DPTP-4613: pod-scaler implement measured pods for accurate resource measurement
Implements measured pods feature to address CPU bottleneck issues from node contention. Pods are automatically classified as "normal" or "measured" based on measurement freshness (>10 days), with measured pods running on isolated nodes via pod anti-affinity rules. Integrates BigQuery to query and cache measured pod data from ci_operator_metrics table, and adds data collection component that queries Prometheus for completed measured pods and writes max CPU/memory usage to BigQuery. Applies measured resource recommendations to longest-running containers using actual measured utilization instead of Prometheus data skewed by node contention. This enables accurate resource recommendations and addresses the CPU bottleneck issue (DPTP-4613) blocking authoritative CPU mode.

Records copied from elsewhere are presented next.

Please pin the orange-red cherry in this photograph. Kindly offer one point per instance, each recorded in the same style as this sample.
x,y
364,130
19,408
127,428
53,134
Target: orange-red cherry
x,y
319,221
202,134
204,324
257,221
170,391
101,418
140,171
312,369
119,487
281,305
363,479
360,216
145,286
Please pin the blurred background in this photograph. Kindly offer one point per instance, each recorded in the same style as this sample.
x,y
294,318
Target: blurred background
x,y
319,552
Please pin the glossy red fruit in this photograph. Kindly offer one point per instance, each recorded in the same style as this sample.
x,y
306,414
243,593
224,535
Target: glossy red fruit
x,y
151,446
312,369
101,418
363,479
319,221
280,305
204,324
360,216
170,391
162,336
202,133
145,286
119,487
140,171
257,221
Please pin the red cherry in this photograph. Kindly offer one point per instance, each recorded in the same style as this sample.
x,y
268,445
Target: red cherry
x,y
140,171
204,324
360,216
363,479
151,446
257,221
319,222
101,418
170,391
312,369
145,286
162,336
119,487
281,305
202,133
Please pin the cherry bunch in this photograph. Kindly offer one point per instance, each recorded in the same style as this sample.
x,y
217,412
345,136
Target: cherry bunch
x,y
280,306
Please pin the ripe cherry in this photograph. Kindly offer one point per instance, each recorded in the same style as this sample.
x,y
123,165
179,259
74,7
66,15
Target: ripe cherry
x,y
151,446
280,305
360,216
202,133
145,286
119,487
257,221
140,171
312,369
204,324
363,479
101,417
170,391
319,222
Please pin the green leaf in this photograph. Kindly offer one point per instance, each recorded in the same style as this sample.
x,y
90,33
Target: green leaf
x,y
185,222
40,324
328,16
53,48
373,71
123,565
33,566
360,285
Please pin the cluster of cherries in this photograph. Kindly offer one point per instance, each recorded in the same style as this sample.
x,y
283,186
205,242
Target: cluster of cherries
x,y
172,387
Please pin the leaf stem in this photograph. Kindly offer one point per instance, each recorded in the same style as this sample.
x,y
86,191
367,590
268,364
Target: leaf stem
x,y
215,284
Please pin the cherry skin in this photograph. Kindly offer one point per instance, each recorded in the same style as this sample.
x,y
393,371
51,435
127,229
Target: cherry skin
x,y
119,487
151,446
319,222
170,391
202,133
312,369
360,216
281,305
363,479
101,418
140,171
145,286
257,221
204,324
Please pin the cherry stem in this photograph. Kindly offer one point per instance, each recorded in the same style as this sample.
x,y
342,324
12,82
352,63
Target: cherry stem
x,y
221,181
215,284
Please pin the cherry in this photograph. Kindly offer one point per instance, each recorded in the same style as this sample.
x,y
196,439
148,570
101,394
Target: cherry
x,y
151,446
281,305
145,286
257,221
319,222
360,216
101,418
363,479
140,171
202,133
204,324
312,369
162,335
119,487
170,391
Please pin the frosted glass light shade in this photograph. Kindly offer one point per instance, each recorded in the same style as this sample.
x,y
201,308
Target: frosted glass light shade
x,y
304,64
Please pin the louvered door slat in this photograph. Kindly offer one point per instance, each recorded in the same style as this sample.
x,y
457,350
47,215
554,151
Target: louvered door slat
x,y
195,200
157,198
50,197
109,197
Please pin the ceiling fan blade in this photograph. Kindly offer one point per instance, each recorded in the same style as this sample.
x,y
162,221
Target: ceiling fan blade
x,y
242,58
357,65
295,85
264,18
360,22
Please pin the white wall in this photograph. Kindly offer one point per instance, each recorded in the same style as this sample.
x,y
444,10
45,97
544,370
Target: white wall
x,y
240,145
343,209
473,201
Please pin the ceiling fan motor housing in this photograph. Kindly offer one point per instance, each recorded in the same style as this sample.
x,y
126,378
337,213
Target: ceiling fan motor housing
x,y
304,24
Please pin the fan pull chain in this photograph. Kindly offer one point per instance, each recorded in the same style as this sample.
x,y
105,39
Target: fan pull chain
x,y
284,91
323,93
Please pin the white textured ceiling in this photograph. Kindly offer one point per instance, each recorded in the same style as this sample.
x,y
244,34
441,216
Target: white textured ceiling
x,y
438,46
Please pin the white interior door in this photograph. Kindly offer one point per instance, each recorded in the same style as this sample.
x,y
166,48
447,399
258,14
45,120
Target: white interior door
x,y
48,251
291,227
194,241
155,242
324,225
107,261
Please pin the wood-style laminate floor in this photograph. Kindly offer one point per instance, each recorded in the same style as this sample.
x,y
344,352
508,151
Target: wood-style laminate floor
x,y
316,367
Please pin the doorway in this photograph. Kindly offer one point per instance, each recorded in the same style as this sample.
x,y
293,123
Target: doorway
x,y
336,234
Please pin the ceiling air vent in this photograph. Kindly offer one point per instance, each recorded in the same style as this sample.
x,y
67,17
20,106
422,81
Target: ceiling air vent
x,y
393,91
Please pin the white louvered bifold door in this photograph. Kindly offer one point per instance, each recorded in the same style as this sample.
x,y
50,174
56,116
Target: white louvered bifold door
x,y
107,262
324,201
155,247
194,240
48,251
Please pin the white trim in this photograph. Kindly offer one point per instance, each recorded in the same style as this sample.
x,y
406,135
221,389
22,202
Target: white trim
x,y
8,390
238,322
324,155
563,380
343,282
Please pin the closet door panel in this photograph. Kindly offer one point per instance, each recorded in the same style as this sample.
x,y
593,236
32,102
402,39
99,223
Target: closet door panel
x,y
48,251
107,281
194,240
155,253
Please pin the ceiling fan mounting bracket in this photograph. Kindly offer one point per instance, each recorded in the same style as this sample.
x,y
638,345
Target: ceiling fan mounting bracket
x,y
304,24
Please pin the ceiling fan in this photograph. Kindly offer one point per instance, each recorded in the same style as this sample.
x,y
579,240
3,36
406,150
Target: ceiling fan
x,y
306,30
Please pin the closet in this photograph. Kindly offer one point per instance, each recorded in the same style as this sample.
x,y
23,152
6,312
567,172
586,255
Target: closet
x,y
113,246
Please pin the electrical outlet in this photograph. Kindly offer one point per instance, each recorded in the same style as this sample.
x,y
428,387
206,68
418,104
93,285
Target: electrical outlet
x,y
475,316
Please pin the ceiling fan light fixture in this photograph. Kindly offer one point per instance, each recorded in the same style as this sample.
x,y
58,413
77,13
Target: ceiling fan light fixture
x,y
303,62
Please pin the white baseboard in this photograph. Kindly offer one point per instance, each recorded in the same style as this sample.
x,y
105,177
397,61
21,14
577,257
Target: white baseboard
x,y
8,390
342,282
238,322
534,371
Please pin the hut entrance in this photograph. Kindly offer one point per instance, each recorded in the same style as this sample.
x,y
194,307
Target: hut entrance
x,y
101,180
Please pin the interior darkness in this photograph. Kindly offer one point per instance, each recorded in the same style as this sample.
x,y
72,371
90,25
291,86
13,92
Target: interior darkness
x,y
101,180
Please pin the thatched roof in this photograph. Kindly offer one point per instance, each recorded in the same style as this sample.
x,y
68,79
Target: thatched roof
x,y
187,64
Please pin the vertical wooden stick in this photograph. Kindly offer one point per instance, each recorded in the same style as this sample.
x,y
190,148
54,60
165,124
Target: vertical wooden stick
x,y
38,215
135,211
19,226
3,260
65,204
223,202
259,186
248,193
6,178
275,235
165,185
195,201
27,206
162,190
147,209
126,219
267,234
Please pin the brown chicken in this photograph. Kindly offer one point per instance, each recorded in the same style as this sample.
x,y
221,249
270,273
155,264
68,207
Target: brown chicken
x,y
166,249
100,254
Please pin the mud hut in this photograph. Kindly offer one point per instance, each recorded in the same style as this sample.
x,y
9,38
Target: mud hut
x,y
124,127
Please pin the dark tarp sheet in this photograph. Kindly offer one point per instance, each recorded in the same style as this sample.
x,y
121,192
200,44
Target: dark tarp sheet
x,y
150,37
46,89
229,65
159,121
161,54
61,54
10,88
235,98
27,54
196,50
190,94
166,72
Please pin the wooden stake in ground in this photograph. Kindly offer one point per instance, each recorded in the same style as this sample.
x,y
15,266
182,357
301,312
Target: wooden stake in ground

/cc @openshift/test-platform
Pipeline controller notification
This repo is configured to use the pipeline controller. Second-stage tests will be triggered either automatically or after lgtm label is added, depending on the repository configuration. The pipeline controller will automatically detect which contexts are required and will utilize /test Prow commands to trigger the second stage.
For optional jobs, comment /test ? to see a list of all defined jobs. To trigger manually all jobs from second stage use /pipeline required command.
This repository is configured in: automatic mode
@deepsm007: This pull request references DPTP-4613 which is a valid jira issue.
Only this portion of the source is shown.